Lucaciu is big on experimentation. His infrastructure and small engineering team all have the green light to make product decisions, measure KPIs and adjust internal features. His vigilance with every step of the purchase funnel reinforces his trust in his team and his willingness to take risks.

Marketing activities are closely tied to the team’s experiments. “To make the best decisions, I want our people to use their brains for important stuff,” he noted. “Technology liberates the headspace of all our colleagues – and the creative ideas from technology help the customer. Using capital efficiency, we can do much more effective things when we’re focused on the customer.
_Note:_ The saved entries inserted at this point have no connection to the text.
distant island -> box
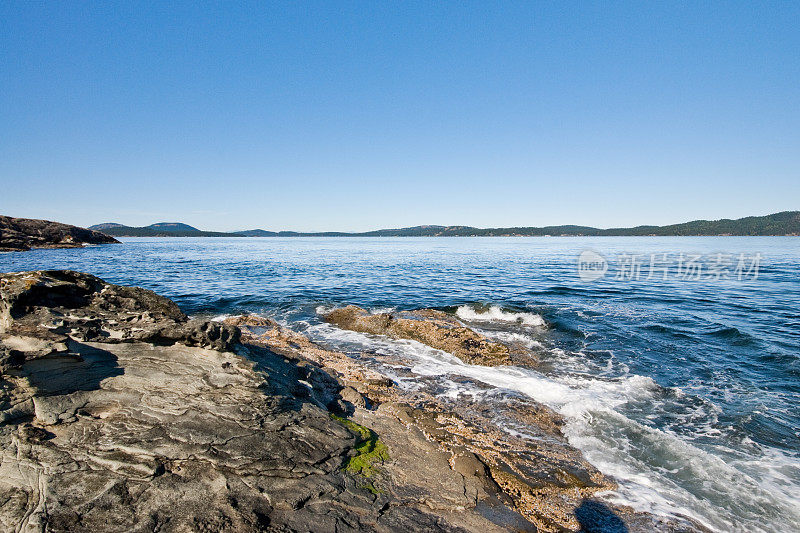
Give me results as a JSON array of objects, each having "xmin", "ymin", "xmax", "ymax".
[
  {"xmin": 88, "ymin": 222, "xmax": 235, "ymax": 237},
  {"xmin": 92, "ymin": 211, "xmax": 800, "ymax": 237}
]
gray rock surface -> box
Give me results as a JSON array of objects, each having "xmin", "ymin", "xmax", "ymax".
[
  {"xmin": 0, "ymin": 270, "xmax": 239, "ymax": 356},
  {"xmin": 0, "ymin": 216, "xmax": 119, "ymax": 252},
  {"xmin": 0, "ymin": 272, "xmax": 514, "ymax": 532}
]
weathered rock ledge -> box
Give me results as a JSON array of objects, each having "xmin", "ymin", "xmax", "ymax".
[
  {"xmin": 0, "ymin": 271, "xmax": 515, "ymax": 532},
  {"xmin": 0, "ymin": 271, "xmax": 706, "ymax": 532},
  {"xmin": 0, "ymin": 215, "xmax": 119, "ymax": 252}
]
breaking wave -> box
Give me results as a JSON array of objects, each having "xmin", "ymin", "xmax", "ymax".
[{"xmin": 456, "ymin": 304, "xmax": 547, "ymax": 327}]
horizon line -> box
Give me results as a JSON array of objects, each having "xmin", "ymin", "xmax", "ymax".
[{"xmin": 90, "ymin": 209, "xmax": 799, "ymax": 234}]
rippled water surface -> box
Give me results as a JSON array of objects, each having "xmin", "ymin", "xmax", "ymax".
[{"xmin": 2, "ymin": 237, "xmax": 798, "ymax": 532}]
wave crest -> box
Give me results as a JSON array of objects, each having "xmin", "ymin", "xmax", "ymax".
[{"xmin": 456, "ymin": 305, "xmax": 546, "ymax": 327}]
By making decisions with fewer people, we can have a bigger impact.”

The focus on metrics and customer behavior has helped Adore Me achieve a lower cart abandonment rate and higher conversion rate. Lucaciu’s efforts are supported by the recent Checkout Conversion Index, which showed that at the end of Q4, the overall CCI score was 54.6, an increase of 3.2 points since Q1 (an increase of 6.3 percent). This translated into approximately $97.8 billion in sales that were put at risk due to checkout friction, a 43.7 percent decrease in less than a year’s time.
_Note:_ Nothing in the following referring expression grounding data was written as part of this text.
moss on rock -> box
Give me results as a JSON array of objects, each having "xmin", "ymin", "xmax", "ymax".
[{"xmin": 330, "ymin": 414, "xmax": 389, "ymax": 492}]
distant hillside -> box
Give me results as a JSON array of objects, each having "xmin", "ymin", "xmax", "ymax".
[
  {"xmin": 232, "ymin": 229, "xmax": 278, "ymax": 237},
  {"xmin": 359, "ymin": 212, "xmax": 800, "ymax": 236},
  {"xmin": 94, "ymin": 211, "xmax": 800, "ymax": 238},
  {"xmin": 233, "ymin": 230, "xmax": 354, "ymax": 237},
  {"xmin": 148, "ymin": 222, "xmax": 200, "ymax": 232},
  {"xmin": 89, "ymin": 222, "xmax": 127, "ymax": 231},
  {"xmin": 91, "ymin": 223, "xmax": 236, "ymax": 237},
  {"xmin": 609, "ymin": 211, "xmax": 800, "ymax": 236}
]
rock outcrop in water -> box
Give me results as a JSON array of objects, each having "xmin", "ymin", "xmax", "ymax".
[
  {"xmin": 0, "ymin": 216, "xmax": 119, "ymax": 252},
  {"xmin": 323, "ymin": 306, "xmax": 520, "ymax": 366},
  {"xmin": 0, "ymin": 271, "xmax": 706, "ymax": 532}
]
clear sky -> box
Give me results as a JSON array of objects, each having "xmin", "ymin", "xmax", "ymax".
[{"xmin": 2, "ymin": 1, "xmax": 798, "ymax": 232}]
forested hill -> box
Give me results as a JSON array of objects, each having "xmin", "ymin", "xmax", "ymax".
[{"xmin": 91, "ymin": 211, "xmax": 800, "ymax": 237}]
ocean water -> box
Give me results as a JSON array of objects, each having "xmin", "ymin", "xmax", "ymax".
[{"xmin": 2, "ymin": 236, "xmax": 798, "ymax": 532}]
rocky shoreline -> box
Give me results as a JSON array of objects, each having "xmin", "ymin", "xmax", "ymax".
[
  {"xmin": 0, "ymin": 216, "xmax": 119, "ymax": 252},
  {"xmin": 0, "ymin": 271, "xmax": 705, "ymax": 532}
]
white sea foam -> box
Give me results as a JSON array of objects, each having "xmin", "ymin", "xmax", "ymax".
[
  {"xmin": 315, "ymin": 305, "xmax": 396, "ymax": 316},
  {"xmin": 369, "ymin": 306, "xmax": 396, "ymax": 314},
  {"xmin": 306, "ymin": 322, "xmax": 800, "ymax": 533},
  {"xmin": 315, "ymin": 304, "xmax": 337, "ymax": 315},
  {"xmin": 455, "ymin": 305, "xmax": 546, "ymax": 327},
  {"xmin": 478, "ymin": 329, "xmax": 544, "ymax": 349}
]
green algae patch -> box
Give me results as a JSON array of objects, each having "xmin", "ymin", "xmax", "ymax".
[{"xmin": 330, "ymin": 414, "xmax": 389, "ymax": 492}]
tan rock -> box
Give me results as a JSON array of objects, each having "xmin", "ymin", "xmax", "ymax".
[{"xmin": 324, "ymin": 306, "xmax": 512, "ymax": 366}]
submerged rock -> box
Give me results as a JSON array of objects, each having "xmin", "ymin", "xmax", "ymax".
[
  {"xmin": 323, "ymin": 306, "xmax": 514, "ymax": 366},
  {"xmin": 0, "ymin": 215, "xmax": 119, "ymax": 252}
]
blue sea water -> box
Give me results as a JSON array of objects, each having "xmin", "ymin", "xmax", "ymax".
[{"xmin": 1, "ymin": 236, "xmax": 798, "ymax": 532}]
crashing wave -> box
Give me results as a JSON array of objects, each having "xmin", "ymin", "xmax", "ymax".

It also reflects improvements not only in retailers’ desktop conversion rates, but also their mobile conversion rates. PYMNTS research shows that 1.9 of every 100 mobile browsers hit “buy” in Q4 of 2019, an increase of 0.1 percentage points since Q1. At the same time, the share of consumers who bought products they browsed on retailers’ desktop sites increased 0.23 percentage points to 4.1 between Q1 and Q4 of 2019.

While they’re confident in their eCommerce expansion, Adore Me has been cautious about brick-and-mortar expansion, regarding Victoria’s Secret as a cautionary tale.

“Right now, we're taking each of the stores to the best level that they can be and doing a lot of innovation there,” Lucaciu said. “We have magic mirrors in each of the six stores, and analytics feeds that drive merchandising and inventory management. And again, the people in the stores are super important, more so than the technology.”

Adore Me is not about to be seduced by the VC money that might make expansion easier but could impede innovation. As Lucaciu noted, he doesn’t want to have money to burn and inventory to waste. In fact, that might just be the company’s philosophy in a nutshell.